Saudi suspect denies aiding 11 September hijackers

04 August 2003
A Saudi named in a recently-published US report as being involved in the 11 September terrorist attacks, Omar al-Bayoumi, on 3 August denied any involvement and said that he was willing to face questioning from US investigators. The statement, made in an interview on the Dubai-based Al-Arabiya television station, follows intense publicity surrounding the release of a 900-page study by congressional experts into intelligence related to the attacks, in which Al-Bayoumi is named (MEED 31:7:03). A 28-page section on the financing of the terrorists was suppressed, while widely reported leaks indicated that the finger was pointed at Riyadh. The kingdom demanded that the pages be declassified in order that it could mount a defence, but the request was refused on the grounds of the need to protect sources and of ongoing criminal investigations. Al-Bayoumi was named in the published section of the report, as a suspected Saudi intelligence agent who assisted two of the hijackers to settle in the US. In spite of the row over publication, Saudi Foreign Minister Prince Saud al-Faisal on 30 July gave permission for the US security services to question Al-Bayoumi, who has since returned to Saudi Arabia.

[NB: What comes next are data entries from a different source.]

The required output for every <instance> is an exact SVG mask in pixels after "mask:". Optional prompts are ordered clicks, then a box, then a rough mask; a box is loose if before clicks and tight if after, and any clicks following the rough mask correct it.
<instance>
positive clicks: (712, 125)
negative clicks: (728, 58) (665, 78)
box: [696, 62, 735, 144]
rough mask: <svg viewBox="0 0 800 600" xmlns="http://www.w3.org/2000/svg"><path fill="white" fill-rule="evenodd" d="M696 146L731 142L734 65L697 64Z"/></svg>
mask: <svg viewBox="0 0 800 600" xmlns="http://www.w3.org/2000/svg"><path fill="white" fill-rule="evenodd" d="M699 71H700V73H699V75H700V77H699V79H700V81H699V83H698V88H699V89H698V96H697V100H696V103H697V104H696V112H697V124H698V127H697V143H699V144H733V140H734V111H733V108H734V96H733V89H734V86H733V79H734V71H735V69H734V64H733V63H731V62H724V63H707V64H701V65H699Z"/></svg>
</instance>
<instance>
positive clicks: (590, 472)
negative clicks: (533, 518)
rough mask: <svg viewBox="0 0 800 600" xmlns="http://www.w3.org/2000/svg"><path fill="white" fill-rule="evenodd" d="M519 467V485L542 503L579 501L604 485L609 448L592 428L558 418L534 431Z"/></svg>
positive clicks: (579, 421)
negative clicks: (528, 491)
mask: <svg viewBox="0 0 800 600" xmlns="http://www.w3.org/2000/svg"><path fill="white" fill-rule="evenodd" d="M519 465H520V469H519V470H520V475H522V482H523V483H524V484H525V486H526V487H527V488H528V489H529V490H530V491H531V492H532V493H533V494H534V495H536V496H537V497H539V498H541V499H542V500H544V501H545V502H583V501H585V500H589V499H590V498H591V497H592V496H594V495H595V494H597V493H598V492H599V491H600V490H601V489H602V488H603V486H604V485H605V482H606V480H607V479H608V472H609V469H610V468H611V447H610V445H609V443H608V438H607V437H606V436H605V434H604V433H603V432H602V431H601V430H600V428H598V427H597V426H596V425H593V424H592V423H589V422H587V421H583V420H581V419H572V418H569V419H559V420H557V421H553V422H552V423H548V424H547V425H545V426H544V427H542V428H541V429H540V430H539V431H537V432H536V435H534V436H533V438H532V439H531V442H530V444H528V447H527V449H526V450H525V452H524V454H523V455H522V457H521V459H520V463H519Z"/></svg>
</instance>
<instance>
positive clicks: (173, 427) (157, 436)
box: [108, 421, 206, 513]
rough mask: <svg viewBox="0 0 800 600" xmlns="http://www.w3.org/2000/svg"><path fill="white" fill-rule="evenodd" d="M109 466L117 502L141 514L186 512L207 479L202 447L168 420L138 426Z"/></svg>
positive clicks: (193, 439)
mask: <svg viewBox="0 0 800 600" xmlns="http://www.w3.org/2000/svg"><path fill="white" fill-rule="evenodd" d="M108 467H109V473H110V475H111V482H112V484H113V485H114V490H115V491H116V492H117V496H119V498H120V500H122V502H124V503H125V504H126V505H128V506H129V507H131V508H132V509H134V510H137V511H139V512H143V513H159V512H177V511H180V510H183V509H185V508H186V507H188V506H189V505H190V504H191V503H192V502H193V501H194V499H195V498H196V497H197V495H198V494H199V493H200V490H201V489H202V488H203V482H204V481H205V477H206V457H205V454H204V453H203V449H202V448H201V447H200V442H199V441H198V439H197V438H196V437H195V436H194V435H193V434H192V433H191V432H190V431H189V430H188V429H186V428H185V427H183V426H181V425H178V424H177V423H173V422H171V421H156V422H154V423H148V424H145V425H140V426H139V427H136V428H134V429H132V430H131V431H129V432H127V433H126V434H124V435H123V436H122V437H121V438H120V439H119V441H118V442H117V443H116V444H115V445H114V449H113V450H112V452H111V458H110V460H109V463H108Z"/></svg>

'I am ready to sit with American investigators, whether from the FBI or CIA, in the presence of Saudi investigators and on Saudi soil,' Al-Bayoumi told Al-Arabiya, calling the allegations 'pure fabrication'. He has already been questioned in the US. Responding to the accusations that he helped the two hijackers, Khalid al-Mihdar and Nawaf al-Hamzi, he said that his association with them was fleeting. 'I was on my way to Los Angeles with a friend to renew my passport [and] on our way back we stopped ata restaurant and heard two men talking,' he explained. 'I thought they were from a Gulf country and they told me that they were from Saudi Arabia -They lived near my house for two or three weeks, then later moved to another place.' The congressional report claims that Al-Bayoumi apppeared to have access 'to seemingly unlimited funding from Saudi Arabia'.